How Soon Is Now? : le vertige selon The Smiths
C’est une chanson qui ne commence pas : elle s’élève, comme une brume électrique.
Une guitare qui tourne en boucle, hypnotique, vrillée par un vibrato spectral. Johnny Marr ne joue pas : il sculpte le son, l’étire jusqu’à la transe. En 1984, personne ne ressemblait à ça. Ce n’était plus de la pop, ni du rock, ni même du post-punk - c’était un sortilège.
How Soon Is Now? flotte dans l’air moite de Thatcherland, entre spleen urbain et désir étouffé.

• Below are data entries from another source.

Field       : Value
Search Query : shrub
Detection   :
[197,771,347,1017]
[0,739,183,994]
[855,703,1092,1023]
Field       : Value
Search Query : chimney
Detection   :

Morrissey y murmure sa solitude comme une confession sans témoin : “I am human and I need to be loved”. Phrase banale ? Non. Cri muet d’une génération coincée entre la honte et la fierté d’être différente.
Le morceau, enregistré d’abord comme face B avant de devenir culte, est un paradoxe total : lent mais brûlant, glacé mais vibrant. La rythmique martèle comme un cœur désaccordé, la reverb s’étend à perte de vue, et la voix - mi-pleur, mi-prière - plane au-dessus de tout ça.
On l’écoute encore aujourd’hui comme on regarde une vieille photo de soi-même : un peu flou, un peu triste, mais étrangement vivant. C’est le son d’un monde intérieur qui refuse de mourir.
Et à la fin, quand tout s’éteint, il reste cette question suspendue : How soon is now - autrement dit, quand est-ce qu’on vivra enfin ?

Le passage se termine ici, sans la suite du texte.